The Australian Stock Horse is a hardy, selectively-bred animal who is descended from the first English Thoroughbred and Spanish horses which arrived with the first fleet of British ships containing settlers and convicts in 1788. While they share their origin story with the Australian Water Horse, today they are different breeds.

Bob Langrish photo

The Australian Stock Horse benefited from the later introduction of Arabians, Timors, and Welsh Mountain ponies which further improved the breed for the strength and stamina required to survive in the harsh, wild Australian outback. They were bred for use by explorers, stockmen, settlers, and bushrangers, and round 1850, Australian Stock Horses were exported to India for use by the British as cavalry mounts ‒ a job at which they excelled due to their endurance and soundness.

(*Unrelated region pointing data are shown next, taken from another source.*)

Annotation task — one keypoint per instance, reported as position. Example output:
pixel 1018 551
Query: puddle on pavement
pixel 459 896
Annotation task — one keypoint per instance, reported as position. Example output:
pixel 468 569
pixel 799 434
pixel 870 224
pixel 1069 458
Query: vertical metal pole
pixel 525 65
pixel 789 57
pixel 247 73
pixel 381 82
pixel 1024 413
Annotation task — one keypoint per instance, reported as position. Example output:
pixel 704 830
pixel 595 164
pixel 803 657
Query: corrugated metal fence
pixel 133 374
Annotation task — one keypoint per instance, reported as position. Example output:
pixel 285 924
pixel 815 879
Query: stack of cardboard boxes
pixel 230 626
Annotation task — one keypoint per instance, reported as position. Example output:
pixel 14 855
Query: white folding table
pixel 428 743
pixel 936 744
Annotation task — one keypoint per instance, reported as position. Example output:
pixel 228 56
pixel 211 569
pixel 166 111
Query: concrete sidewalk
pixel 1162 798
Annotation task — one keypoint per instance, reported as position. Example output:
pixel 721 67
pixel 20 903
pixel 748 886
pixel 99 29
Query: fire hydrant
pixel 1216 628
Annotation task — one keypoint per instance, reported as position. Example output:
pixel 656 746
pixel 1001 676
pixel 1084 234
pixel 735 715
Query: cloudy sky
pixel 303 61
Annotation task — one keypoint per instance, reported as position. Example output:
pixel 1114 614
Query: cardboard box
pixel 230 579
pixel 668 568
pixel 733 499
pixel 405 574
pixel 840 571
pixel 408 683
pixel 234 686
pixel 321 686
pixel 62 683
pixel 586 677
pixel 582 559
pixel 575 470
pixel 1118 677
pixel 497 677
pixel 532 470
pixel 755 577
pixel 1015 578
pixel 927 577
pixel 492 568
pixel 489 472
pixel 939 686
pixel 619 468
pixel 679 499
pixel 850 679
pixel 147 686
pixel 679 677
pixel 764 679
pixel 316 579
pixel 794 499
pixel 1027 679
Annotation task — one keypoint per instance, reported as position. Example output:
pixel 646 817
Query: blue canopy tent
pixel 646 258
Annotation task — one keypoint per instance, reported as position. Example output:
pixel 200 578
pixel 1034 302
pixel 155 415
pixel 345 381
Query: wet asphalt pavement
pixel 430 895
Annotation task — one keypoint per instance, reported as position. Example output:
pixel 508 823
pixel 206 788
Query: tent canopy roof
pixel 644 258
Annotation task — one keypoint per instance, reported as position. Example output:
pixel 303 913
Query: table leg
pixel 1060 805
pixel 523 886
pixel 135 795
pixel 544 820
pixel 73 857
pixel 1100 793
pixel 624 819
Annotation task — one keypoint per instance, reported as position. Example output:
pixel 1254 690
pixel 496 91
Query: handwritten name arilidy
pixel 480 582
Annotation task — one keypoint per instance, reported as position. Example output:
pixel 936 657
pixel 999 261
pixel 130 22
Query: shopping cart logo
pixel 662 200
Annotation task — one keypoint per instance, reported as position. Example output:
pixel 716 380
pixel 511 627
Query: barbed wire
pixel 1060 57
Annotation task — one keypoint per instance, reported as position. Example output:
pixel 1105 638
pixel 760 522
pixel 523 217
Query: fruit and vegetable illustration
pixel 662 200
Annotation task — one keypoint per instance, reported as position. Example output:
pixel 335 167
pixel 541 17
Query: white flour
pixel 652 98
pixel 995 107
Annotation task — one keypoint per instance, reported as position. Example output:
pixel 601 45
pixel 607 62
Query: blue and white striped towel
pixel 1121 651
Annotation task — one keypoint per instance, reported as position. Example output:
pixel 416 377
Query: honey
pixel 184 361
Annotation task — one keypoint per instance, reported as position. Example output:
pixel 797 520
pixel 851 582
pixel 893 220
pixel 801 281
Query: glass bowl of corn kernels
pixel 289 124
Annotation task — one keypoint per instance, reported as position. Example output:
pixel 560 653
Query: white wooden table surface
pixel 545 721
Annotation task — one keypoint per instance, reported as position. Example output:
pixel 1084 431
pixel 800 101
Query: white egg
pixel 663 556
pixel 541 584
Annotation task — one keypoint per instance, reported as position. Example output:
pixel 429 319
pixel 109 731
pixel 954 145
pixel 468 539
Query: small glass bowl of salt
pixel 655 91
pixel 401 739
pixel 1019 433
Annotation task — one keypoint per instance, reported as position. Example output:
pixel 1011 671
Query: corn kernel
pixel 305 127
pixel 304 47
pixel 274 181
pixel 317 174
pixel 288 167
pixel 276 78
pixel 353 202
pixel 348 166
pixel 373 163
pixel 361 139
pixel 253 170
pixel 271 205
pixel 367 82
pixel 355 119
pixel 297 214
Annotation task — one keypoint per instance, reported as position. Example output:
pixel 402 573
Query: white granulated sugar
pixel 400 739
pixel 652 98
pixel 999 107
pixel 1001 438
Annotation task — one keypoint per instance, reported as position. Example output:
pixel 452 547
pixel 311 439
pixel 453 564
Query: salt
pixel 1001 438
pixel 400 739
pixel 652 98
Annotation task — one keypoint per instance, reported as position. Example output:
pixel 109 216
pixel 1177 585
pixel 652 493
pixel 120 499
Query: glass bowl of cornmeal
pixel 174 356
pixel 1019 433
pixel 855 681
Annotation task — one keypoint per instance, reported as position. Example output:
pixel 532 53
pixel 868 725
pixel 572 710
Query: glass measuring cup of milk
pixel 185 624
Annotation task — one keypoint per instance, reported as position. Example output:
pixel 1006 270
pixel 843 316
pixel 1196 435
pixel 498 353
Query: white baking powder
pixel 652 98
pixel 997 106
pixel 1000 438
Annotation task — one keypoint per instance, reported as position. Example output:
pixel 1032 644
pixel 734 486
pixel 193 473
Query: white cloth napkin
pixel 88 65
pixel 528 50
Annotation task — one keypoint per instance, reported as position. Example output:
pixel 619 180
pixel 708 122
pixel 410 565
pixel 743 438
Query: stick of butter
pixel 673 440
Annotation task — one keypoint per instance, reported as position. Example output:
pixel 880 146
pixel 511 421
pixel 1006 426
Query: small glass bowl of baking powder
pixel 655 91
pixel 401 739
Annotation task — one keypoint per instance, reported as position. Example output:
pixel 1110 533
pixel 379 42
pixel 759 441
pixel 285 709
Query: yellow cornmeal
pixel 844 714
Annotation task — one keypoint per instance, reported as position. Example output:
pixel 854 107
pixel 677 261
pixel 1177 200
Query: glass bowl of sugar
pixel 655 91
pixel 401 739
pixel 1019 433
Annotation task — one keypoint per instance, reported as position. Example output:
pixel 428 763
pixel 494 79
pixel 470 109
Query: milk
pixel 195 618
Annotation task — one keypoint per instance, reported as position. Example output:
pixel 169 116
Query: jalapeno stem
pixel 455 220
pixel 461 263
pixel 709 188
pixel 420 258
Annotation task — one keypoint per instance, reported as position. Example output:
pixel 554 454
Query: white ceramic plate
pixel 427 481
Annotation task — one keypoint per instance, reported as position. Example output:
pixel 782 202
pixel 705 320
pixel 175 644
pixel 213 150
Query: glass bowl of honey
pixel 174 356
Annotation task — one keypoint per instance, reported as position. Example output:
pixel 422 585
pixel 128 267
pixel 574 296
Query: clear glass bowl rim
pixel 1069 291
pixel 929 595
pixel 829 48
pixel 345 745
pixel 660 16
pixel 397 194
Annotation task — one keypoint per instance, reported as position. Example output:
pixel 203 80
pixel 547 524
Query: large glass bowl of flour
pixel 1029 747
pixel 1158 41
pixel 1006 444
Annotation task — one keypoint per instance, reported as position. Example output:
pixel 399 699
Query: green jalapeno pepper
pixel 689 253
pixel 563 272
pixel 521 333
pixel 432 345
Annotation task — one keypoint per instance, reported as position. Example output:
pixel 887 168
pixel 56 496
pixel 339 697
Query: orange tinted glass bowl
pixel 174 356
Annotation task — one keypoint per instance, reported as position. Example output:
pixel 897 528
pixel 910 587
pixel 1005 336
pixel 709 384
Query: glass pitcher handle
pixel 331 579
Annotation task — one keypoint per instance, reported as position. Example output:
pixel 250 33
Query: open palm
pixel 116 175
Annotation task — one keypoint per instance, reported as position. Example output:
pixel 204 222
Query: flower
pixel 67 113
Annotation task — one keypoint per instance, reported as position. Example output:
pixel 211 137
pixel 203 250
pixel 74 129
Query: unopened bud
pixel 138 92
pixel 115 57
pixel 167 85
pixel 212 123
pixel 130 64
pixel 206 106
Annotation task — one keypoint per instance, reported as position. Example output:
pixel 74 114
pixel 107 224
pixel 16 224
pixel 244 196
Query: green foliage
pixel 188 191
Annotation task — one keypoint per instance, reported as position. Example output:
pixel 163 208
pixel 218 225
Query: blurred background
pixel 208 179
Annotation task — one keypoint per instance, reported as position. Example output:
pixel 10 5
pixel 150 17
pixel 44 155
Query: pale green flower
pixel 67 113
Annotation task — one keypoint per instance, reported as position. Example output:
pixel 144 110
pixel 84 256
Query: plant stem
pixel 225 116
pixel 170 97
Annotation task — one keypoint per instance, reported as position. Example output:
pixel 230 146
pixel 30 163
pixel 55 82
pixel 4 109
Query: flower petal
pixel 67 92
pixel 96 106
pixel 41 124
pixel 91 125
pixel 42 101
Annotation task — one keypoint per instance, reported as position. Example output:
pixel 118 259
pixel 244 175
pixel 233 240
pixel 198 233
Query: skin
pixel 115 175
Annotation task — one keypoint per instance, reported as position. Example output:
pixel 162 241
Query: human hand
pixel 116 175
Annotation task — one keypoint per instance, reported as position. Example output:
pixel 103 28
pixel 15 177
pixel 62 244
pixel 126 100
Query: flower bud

The Australian Stock Horse Society was formed in 1971 to maintain a studbook and promote the breed, of which there are currently about 50,000 registered horses. Their Prominent Breeder’s List is a who’s who of Australian equestrian society. The list is updated annually to include all Members who breed and register a significant number of horses. The member must have bred and registered a minimum of six horses, foaled during the previous two breeding seasons at time of update.


Australian Stock Horses have fine heads, broad foreheads, straight noses, alert ears and expressive eyes. They are intelligent and kind-looking, with broad chests, long necks, well-developed quarters, strong legs and tough hooves. The breed is renowned for its intelligence, athleticism, speed, stamina, obedience and pleasant temperament. Any solid coat colour is acceptable, although bay is the most common. These horses generally stand between 14-16.2 hh.


Australian Stock Horses are suitable for general riding and stock work on farms, but have also had success in equestrian sports including dressage, polo and polocrosse, eventing and pony club events. They are also used in campdrafting, a popular Australian sport where the competitor cuts one animal from a herd of cattle and works it around a course.